Alors que le mois d’août tirait à sa fin, une séquence à la télévision avait attiré mon attention : les adieux soigneusement organisés de Bruno Le Maire dans la cour de Bercy, acclamé par un cercle d’amis et sans doute aussi de fonctionnaires venus pour faire foule. Le gouvernement était encore en affaires courantes, l’incertitude régnait toujours quant à l’identité du successeur de Gabriel Attal, mais le ministre de l’Economie mettait déjà en scène son départ. Je n’aime pas la politique spectacle et les égos boursoufflés. Cette séquence m’avait choqué. Il n’est pas interdit de rester modeste, même après un record de 7 années à Bercy. Les craintes, les angoisses et les colères exprimées rageusement par les Français aux élections législatives quelques semaines plus tôt auraient justifié une expression sobre. La dégradation des finances publiques, connue du ministre et non-encore de nos compatriotes, le requérait encore davantage, car un déficit budgétaire de 6,2% au lieu de 4,4% relève clairement de l’accident industriel. Depuis combien de temps le ministre et ses services connaissaient-ils la réalité de cette catastrophe pour l’action publique ? En étaient-ils informés lorsque la dissolution de l’Assemblée nationale a été décidée le 9 juin ? Les Français seraient légitimes à obtenir réponse.

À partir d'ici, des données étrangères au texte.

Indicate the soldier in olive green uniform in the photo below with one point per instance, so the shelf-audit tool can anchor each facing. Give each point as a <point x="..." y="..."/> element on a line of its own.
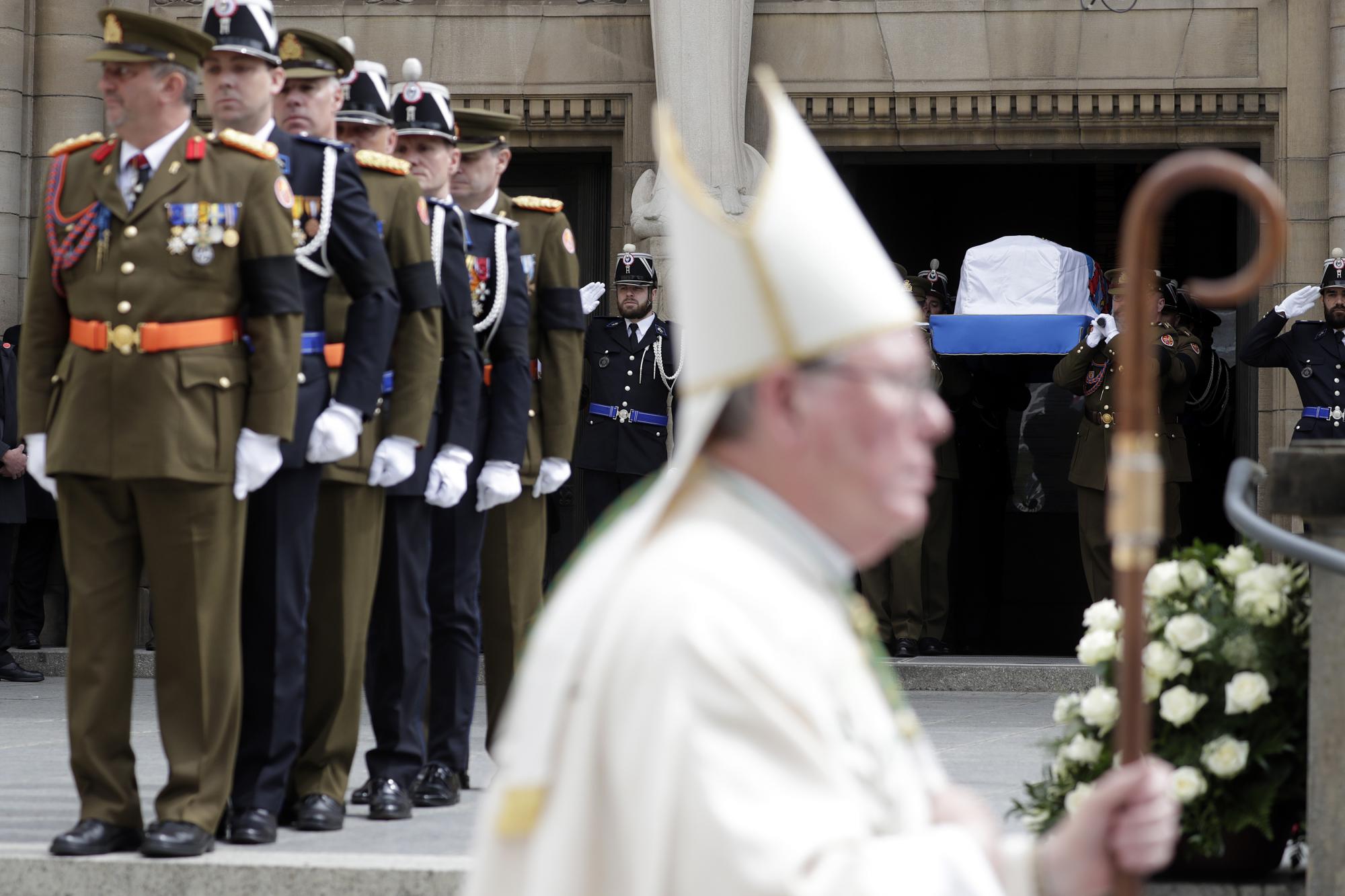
<point x="350" y="506"/>
<point x="141" y="399"/>
<point x="1090" y="370"/>
<point x="516" y="533"/>
<point x="910" y="589"/>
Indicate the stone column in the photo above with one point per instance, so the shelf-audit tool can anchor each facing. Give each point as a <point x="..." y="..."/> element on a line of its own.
<point x="1336" y="140"/>
<point x="15" y="89"/>
<point x="701" y="53"/>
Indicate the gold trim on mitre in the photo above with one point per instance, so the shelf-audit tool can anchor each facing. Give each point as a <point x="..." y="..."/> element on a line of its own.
<point x="774" y="295"/>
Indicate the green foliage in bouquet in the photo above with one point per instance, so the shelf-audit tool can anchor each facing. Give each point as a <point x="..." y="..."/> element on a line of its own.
<point x="1226" y="671"/>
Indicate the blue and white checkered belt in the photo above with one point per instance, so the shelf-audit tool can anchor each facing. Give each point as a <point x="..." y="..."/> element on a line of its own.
<point x="1324" y="413"/>
<point x="622" y="415"/>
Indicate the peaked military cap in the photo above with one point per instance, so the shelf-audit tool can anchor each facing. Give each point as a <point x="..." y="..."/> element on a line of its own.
<point x="636" y="268"/>
<point x="482" y="130"/>
<point x="1334" y="270"/>
<point x="365" y="88"/>
<point x="423" y="107"/>
<point x="243" y="26"/>
<point x="135" y="37"/>
<point x="305" y="54"/>
<point x="1118" y="282"/>
<point x="935" y="282"/>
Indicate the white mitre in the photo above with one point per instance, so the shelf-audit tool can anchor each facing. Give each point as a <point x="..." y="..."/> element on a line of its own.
<point x="750" y="296"/>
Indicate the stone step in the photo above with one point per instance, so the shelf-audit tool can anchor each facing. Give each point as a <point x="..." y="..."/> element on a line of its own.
<point x="266" y="870"/>
<point x="1009" y="674"/>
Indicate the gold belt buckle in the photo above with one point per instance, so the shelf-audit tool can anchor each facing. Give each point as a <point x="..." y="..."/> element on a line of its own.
<point x="124" y="338"/>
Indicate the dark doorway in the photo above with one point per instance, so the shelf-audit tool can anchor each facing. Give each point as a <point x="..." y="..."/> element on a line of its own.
<point x="583" y="181"/>
<point x="1019" y="584"/>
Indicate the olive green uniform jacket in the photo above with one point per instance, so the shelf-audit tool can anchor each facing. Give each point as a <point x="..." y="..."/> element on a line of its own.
<point x="170" y="415"/>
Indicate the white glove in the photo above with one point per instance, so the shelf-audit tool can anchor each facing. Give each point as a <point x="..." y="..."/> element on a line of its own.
<point x="1299" y="302"/>
<point x="1096" y="331"/>
<point x="498" y="485"/>
<point x="1109" y="327"/>
<point x="256" y="460"/>
<point x="336" y="434"/>
<point x="395" y="462"/>
<point x="449" y="477"/>
<point x="551" y="475"/>
<point x="37" y="448"/>
<point x="590" y="295"/>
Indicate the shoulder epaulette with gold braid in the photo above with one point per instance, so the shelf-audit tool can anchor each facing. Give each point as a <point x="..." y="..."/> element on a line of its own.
<point x="248" y="143"/>
<point x="540" y="204"/>
<point x="383" y="162"/>
<point x="76" y="143"/>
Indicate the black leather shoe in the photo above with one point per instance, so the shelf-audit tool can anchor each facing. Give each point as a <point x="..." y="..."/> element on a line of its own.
<point x="252" y="826"/>
<point x="177" y="840"/>
<point x="14" y="671"/>
<point x="906" y="649"/>
<point x="388" y="801"/>
<point x="934" y="647"/>
<point x="319" y="811"/>
<point x="93" y="837"/>
<point x="438" y="786"/>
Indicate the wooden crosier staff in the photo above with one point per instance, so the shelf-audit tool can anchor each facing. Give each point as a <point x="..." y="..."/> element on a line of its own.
<point x="1136" y="471"/>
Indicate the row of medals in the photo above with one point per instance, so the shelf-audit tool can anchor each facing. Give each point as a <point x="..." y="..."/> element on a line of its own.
<point x="202" y="241"/>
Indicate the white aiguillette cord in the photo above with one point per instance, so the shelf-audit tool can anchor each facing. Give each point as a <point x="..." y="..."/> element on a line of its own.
<point x="325" y="220"/>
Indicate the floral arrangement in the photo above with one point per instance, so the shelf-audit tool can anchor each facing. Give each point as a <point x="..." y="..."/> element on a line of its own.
<point x="1227" y="666"/>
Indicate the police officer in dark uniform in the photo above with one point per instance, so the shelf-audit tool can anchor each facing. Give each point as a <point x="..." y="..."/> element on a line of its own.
<point x="501" y="317"/>
<point x="397" y="662"/>
<point x="334" y="233"/>
<point x="1312" y="350"/>
<point x="633" y="362"/>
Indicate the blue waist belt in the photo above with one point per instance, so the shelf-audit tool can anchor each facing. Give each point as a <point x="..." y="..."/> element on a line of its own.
<point x="622" y="415"/>
<point x="1324" y="413"/>
<point x="310" y="343"/>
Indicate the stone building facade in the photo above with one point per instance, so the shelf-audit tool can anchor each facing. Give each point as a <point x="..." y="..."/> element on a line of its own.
<point x="884" y="84"/>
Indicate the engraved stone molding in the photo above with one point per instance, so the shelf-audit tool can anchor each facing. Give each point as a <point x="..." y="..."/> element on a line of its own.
<point x="1038" y="110"/>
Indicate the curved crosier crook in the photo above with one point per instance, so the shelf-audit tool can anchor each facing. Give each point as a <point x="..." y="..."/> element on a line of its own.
<point x="1136" y="471"/>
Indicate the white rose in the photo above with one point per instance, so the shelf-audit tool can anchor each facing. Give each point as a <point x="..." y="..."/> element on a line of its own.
<point x="1101" y="708"/>
<point x="1097" y="647"/>
<point x="1180" y="705"/>
<point x="1104" y="615"/>
<point x="1241" y="650"/>
<point x="1246" y="693"/>
<point x="1194" y="575"/>
<point x="1235" y="561"/>
<point x="1082" y="751"/>
<point x="1188" y="633"/>
<point x="1225" y="756"/>
<point x="1153" y="685"/>
<point x="1067" y="706"/>
<point x="1188" y="783"/>
<point x="1260" y="594"/>
<point x="1163" y="659"/>
<point x="1164" y="579"/>
<point x="1075" y="798"/>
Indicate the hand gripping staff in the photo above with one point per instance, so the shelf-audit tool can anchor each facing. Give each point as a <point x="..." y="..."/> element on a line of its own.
<point x="1136" y="471"/>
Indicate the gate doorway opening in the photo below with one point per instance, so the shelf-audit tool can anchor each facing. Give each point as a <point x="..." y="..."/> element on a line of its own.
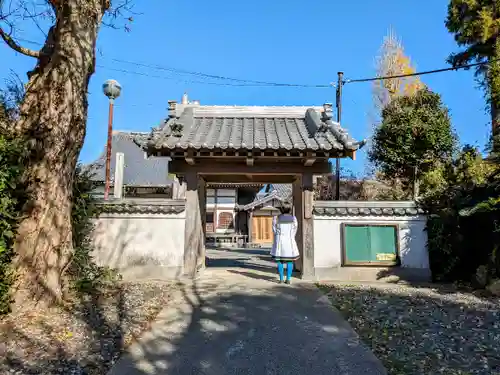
<point x="239" y="225"/>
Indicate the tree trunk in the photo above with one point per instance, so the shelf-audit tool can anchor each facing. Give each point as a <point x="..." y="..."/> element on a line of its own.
<point x="53" y="120"/>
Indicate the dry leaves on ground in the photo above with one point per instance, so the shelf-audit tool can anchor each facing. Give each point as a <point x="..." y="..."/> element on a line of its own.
<point x="86" y="337"/>
<point x="423" y="330"/>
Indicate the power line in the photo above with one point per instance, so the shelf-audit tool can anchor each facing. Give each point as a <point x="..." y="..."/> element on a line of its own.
<point x="212" y="76"/>
<point x="383" y="78"/>
<point x="253" y="83"/>
<point x="241" y="82"/>
<point x="177" y="79"/>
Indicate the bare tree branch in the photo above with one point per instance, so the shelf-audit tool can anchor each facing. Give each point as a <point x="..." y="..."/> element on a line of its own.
<point x="16" y="47"/>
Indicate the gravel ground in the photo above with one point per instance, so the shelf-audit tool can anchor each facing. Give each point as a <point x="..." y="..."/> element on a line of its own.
<point x="86" y="337"/>
<point x="423" y="330"/>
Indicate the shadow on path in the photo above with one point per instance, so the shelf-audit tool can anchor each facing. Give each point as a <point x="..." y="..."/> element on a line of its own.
<point x="237" y="323"/>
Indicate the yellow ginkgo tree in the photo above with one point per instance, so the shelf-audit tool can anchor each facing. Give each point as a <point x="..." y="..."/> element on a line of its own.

Au regard des difficultés du pays et de sa désindustrialisation, il fallait conduire une politique économique favorable à l’offre, mais lucide et responsable aussi. Cette politique a contribué sans nul doute à la chute du chômage et au regain d’attractivité de la France, mais il n’en est résulté aucun rebond notable des recettes fiscales. Or, l’idée était que l’augmentation du niveau d’activité et d’emploi contribuerait à rééquilibrer nos comptes. Les quelque 60 milliards d’Euros de baisses d’impôts votés ces 7 dernières années n’ont ainsi été compensés ni par des recettes supplémentaires ni par des économies, et la seule solution était dès lors l’endettement. Au second trimestre de cette année, la dette de la France a augmenté de 1,5 point. C’est vertigineux. Elle atteint 113% du PIB. Seules l’Italie et la Grèce font plus mal en Europe. Les intérêts à payer pour la rembourser excéderont les 50 milliards d’Euros en 2024. Ils représentent déjà le second poste de dépenses derrière l’éducation nationale et pourraient bientôt le dépasser. Les exigences de rendement de nos créanciers internationaux sont désormais plus élevées au regard de la dégradation des comptes publics. Ils jugent la dette française plus risquée que celle de l’Espagne et presque autant que celle de la Grèce.
Notre souveraineté est en jeu
Il est impossible de continuer ainsi, sauf à se rapprocher chaque mois davantage d’une crise financière redoutable dont les Français seraient les premières victimes. La souveraineté de la France, c’est-à-dire notre capacité de décider nous-mêmes de nos choix collectifs, est en jeu. Nous pouvons la perdre et voir les décisions se prendre sans nous et contre nous à Francfort, Washington ou ailleurs, faute de descendre à temps du tobogan budgétaire sur lequel nous glissons au risque définitif de la perte de contrôle. Il y a urgence à rompre avec le déni de réalité, l’inconséquence, le clientélisme et les postures qui prévalent sur une large part du spectre politique. J’aurais souhaité que Bernard Cazeneuve soit appelé à Matignon par égard à la dynamique des élections législatives et à leurs résultats. Je respecte pour autant Michel Barnier et j’espère qu’il réussira. C’est une gageure de constituer un projet de budget en deux ou trois semaines dans un contexte aussi dégradé. Il faut trouver le bon dosage entre réduction de la dépense publique et augmentation des impôts sans mettre l’économie en récession. Ne travailler que sur la réduction de la dépense publique ou l’augmentation des impôts ramènerait le chômage de masse et réduirait à néant les progrès faits pour la réindustrialisation de la France.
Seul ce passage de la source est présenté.